On a less encouraging note, though, the Appeals Court also said, “a preliminary injunction against Napster’s participation in copyright infringement is… required.” The Court also rejected virtually every argument Napster has presented in its own defense, while affirming the positions presented by the RIAA’s lawyers. In doing so, the court has basically guaranteed that Napster will soon be forced to close down, possibly switching over to the fee-based system that has been rumored to be in the works ever since Napster struck a deal with Bertelsmann AG, the parent company of record label BMG.
So, what does this all mean? Well, for one, it means that the already monopolistic record companies will gain still more control over the distribution of music. It means that all the unsigned and local artists who can’t distribute their music through channels other than online will now have to find somewhere else to go. It means that all the independent bands and labels — most of whom support MP3-sharing — will now have lost a powerful tool for marketing their music. And it means that the corporate music machine that has flooded store shelves with nothing but crappy music recently, while steadily raising prices into astronomical ranges, will now have a chance to screw up the online music system as well. Yay.
Is There Life After Napster? Hell Yeah!
I for one won’t be paying 15 bucks to sign on to the new corporate Napster. Not when there are tons of free alternative methods of getting my MP3 fix. As a public service, here’s a few of the better file-serving utilities that currently exist.
Gnutella (http://gnutella.wego.com): Currently, the best of the non-Napster MP3 alternatives. While Napster operated on a central server, Gnutella allows individual PCs to act as servers, making it virtually impossible to shut down. The original program ate up ridiculous amounts of bandwidth and was difficult to use without a degree in computer science, but subsequent upgrades have fixed those problems. The best of the Gnutella software now is probably Gnucleus, though ToadNode and LimeWire are also popular. And if you still need an incentive, you can also download any type of file, including movies, images, and even text. So get the song, then get the music video, thereby pissing off both the RIAA and MTV.
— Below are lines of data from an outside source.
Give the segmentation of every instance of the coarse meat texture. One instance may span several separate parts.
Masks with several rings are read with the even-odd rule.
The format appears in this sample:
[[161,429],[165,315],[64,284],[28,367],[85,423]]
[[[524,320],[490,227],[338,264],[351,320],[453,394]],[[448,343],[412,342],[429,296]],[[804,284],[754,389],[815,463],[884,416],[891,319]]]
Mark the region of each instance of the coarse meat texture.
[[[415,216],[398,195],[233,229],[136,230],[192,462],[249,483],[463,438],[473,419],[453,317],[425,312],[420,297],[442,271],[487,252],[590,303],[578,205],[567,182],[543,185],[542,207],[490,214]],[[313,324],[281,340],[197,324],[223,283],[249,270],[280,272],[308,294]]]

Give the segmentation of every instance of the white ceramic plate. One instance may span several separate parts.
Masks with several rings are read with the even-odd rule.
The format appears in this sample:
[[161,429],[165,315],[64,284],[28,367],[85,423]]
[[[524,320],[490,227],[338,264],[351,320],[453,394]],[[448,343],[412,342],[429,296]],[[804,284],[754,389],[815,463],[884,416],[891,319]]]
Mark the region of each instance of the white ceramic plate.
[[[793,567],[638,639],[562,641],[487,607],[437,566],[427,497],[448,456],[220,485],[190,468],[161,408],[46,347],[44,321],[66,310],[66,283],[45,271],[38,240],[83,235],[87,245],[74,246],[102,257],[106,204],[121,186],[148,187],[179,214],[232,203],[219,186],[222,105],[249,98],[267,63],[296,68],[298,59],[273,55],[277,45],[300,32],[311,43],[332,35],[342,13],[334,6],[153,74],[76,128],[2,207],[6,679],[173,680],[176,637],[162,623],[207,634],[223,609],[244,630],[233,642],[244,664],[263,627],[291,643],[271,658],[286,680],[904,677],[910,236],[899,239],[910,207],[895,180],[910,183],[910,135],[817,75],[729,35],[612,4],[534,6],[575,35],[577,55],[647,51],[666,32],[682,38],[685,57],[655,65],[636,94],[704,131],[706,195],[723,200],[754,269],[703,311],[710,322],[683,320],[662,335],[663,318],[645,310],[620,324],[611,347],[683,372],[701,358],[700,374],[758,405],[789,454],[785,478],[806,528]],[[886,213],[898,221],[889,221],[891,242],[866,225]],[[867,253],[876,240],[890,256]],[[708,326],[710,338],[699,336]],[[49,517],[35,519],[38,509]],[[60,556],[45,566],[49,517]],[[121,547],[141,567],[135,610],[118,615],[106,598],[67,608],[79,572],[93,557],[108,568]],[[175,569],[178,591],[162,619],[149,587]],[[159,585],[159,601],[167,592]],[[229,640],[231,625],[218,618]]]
Napigator (http://www.napigator.com): Wanna keep using Napster without forking over any cash? Napigator lets you do just that, by connecting you to one of hundreds of hard-to-track pirate servers all over the world that use the familiar Napster interface. Just click on a server, and Napster opens, but without the evil threat of having to pay for your music.
FreeNet/Espra (http://freenet.sourceforge.net): Here’s another multimedia download program based on the Gnutella idea of decentralization. The FreeNet software isn’t yet perfect for downloading MP3s, but the soon-to-come Espra promises to be better. Espra should be unique among file-sharing progs for including a “Tip The Artist” link to allow users to show their appreciation directly to artists via a monetary contribution. Good idea, and it certainly makes a lot more sense to give money to, say, Radiohead, rather than Sony.